Farnsworth admitted that “the bill is imperfect” and said he was open to amendments, though none were added. The anti-DEI bill passed out of the education committee with a 4-3, party-line vote. It now goes to the Senate Rules Committee.

Democratic Arizona Gov. Katie Hobbs is sure to veto the GOP's anti-DEI bill if it reaches her desk, though educators worry what will happen if Hobbs isn't reelected in 2026.
Matt Hennie
Chilling effect
The effect Farnsworth’s bill would have on higher education isn’t theoretical. Another state has already tried this.Farnsworth’s bill is reminiscent of Florida’s anti-DEI laws, which limited how race and sex are taught at the university level. After Florida Gov. Ron DeSantis signed that bill into law in 2022, many institutions engaged in what Aviña called “anticipatory obedience.”
“They went way beyond what they needed to do really quickly to show the state that they were going to abide by these new unconstitutional laws,” he said.
Now retired, Dave Wells used to teach political science at ASU. One of his intro-level courses, required for all poli-sci majors, was American Government and Politics.
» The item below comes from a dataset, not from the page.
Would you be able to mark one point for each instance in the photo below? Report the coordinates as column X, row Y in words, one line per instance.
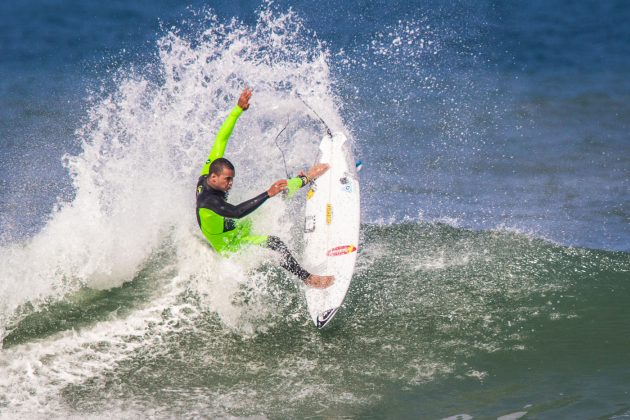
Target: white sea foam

After Florida’s bill went into effect, Wells added a new line to his syllabus: “In Florida, this course might be illegal.”
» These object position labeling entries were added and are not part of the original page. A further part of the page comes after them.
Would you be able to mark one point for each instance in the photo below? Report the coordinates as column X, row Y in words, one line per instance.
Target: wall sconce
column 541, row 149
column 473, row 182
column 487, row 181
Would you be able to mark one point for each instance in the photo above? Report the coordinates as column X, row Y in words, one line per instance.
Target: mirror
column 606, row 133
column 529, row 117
Now, he and others worry that Arizona is heading down the same path. Farnsworth’s bill has no chance of evading the veto stamp of Democratic Gov. Katie Hobbs, but Wells wonders what would happen if Hobbs isn’t reelected in 2026. With a clear runway to whitewash education — if Trump hasn’t managed to do it already — professors and universities might show how compliant they’re willing to be.
Aviña and Wells said professors in their disciplines wouldn’t change their syllabi based on a bill like Farnsworth’s, but Menor isn’t so sure. He’s already seen professors adjust their curriculum in response to the anti-DEI turmoil being foisted on the country.
“It puts people in a position where you’re kind of always afraid,” Menor said. “It forces you to comply in advance.”
The result would be immeasurable harm, affecting every corner of higher education. Race and gender are “foundation elements” of American society, Wells said. You can’t teach most subjects by avoiding them, at least not honestly.
“It’s complete censorship,” Aviña said. “We can’t do our jobs as history professors effectively if we are told how to teach the past in a way that is somehow disconnected or disjoined from the present. We’re going to fail our students.”